Prager ruled in 2009 that the images violated the settlement’s ban on depicting “objects” with “unnatural” abilities. However, he declined to order injunctive or declaratory relief, noting that the company terminated the campaign shortly after the ad ran and took subsequent steps to prevent future ads from appearing near cartoons.

The Court of Appeal affirmed, and the judge subsequently awarded the state more than $700,000 in attorney fees.

Both sides appealed, with Reynolds arguing that because the settlement agreement was a contract, Prager should have applied Sec. 1717 and denied fees because the state did not win “the greater relief.”  The state argued that the judge should have based the award on the rates normally charged by private counsel, rather than on how much the state paid its lawyers, who were deputy attorneys general.

Private Lawyers’ Rates

The Court of Appeal agreed with Reynolds that Sec. 1717 applied, and sent the case back to the trial judge to determine whether the state was still the prevailing party. But it agreed with the state that if it was the prevailing party, the fee award should be recalculated to reflect the rates charged by private lawyers of similar skill and experience.

On remand, Prager found that the state obtained the greater relief, because it achieved its central litigation objective of having Reynolds found in violation of the settlement. The judge further found that hourly rates of between $500 and $625 per hour were appropriate, based on fees customarily charged in the San Francisco Bay Area, because the litigation was primarily handled out of the attorney general’s Oakland office.

McConnell, writing for the Court of Appeal, said both of those determinations were within the trial judge’s discretion.

The conclusion that the state had prevailed, within the meaning of Sec. 1717, was one that Prager—having presided over the case from the beginning as coordination trial judge—was uniquely qualified to make, the presiding justice wrote. And the fact that the case was litigated in San Diego did not necessarily mean that the fee award had to be based on San Diego-area rates, which are generally lower than the Bay Area’s.

She cited evidence that the Tobacco Litigation Section had only two lawyers in San Diego, that they were among the section’s least experienced lawyers and were busy with other cases, that the attorneys in Oakland were among the section’s most experienced, and that most of the attorney general’s work involving the tobacco settlement had been done out of Oakland or Sacramento.
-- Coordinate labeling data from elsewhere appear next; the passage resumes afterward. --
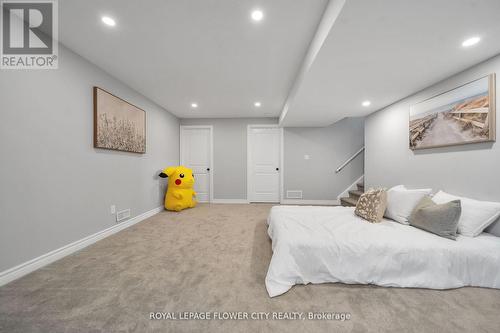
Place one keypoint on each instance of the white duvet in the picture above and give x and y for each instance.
(331, 244)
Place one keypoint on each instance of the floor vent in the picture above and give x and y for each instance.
(294, 194)
(122, 215)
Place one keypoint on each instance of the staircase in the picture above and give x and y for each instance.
(354, 195)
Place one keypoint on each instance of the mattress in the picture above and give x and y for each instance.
(331, 244)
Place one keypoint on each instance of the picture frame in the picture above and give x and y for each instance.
(118, 124)
(462, 115)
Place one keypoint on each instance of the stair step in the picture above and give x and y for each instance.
(348, 201)
(355, 193)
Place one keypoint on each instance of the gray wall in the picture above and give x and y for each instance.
(469, 170)
(55, 188)
(230, 154)
(327, 148)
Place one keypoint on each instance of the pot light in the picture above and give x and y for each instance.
(471, 41)
(108, 21)
(257, 15)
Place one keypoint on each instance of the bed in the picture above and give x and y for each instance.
(331, 244)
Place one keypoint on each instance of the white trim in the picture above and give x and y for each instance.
(281, 185)
(310, 202)
(211, 128)
(18, 271)
(351, 187)
(230, 201)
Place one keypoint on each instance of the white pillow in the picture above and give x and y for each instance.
(401, 202)
(476, 215)
(494, 228)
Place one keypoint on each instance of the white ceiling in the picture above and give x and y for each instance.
(385, 50)
(206, 51)
(210, 52)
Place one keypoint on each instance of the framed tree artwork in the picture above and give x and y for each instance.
(118, 125)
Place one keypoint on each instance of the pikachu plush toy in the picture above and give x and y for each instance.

‘Intransigent and Unrelenting’

The presiding justice noted that Reynolds spent more on attorney fees than what the state was awarded, and credited the testimony of the state’s expert, who described Reynolds as “one of the wealthiest, most intransigent and unrelenting defendants that any litigant can face,” and said its “attorneys fought this case tooth and nail, contesting almost every issue.”

The state, she said, “could not reasonably be expected to use the Tobacco Section’s least experienced attorneys” in the face of such opposition.

  McConnell also concluded that Prager was reasonable in accepting the state’s proposal that the lodestar amount be discounted by 15 percent in recognition that the state had not prevailed on all issues. The same factors that were relied on in determining that the state was the prevailing party overall were properly considered in rejecting Reynolds’ suggestion that a larger discount be applied, she said.

The presiding justice derided as “ludicrous” the company’s suggestion that “the case obviously would have been resolved quickly and cheaply” if the state had limited its complaint to the issue of whether the Farm Rocks campaign involved cartoons.

The case is In re Tobacco Cases I, 13 S.O.S. 2512.